Mississippi Rep. Bennie Thompson, the top Democrat on the committee, acknowledged that Kelly was being called upon to explain and defend an order about which he had little prior knowledge. He testified that he and his staff had been given the opportunity to make changes to the order in the week before the ban was signed.
Kelly referred to the order as a "pause" that would give the US government time to fully evaluate how would-be visitors and refugees are being vetted before they are allowed into the country.
Critics have pointed out that the travelers targeted by the ban wait months or years to secure legal passage to the United States.
"Since September 11, 2001, not a single terrorist attack in the United States has been perpetrated by aliens from the countries named in the Order, " the group said.

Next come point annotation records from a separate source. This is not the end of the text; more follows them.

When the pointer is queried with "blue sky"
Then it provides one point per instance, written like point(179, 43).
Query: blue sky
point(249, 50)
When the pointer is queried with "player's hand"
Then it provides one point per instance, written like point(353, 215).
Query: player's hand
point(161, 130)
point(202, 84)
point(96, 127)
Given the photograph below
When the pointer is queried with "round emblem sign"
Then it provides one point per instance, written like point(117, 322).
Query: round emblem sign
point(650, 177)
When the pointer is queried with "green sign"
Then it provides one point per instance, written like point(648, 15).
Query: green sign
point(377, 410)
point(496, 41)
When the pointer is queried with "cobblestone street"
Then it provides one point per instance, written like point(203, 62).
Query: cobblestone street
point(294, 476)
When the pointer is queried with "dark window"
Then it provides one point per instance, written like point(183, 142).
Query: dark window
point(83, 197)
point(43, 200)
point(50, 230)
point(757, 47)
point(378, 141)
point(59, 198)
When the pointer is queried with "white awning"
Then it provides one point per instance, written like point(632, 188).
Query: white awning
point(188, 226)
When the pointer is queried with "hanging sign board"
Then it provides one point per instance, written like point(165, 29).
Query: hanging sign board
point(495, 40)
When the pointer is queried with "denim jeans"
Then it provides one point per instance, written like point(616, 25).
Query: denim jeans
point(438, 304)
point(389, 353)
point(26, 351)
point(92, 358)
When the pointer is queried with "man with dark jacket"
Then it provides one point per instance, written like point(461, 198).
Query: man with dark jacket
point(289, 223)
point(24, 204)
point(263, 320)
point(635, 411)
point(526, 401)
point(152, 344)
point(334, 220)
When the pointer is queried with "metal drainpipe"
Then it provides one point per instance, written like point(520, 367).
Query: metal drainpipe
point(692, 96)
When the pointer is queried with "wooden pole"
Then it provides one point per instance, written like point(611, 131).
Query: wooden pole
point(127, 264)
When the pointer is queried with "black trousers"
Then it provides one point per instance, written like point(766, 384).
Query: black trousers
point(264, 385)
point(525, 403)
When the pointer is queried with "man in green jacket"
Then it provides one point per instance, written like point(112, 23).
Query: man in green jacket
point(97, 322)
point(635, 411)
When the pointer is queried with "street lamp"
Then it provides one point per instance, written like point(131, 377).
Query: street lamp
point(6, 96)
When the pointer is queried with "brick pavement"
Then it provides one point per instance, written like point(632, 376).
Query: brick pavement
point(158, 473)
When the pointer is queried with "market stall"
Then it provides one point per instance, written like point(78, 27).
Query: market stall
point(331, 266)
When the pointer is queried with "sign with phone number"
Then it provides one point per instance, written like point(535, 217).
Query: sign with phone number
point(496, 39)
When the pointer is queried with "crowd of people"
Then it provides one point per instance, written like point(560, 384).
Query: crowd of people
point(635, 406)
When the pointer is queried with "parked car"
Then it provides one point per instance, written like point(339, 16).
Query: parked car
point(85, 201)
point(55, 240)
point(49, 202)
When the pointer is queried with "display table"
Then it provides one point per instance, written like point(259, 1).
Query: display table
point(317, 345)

That's another reason for Kelly to take a "buck stops here" line on all of this during his congressional testimony today: He's not just taking one for the team, he's reclaiming some of his authority after it was undermined by stories like the ones above.
Committee Chairman Michael McCaul, a Republican from Texas, said he was encouraged Trump took steps to intensify the vetting of people seeking to enter the USA, including refugees, through executive orders.
"We believe [the order] is lawful and constitutional", said Kelly, who also gave his support for Trump's plan to build a wall along the U.S. -Mexico border.
He said he would soon be visiting Tucson, Ariz. and San Diego to get the opinions of federal and local law enforcement officials there.
"They are countries in chaos, countries in collapse", he said.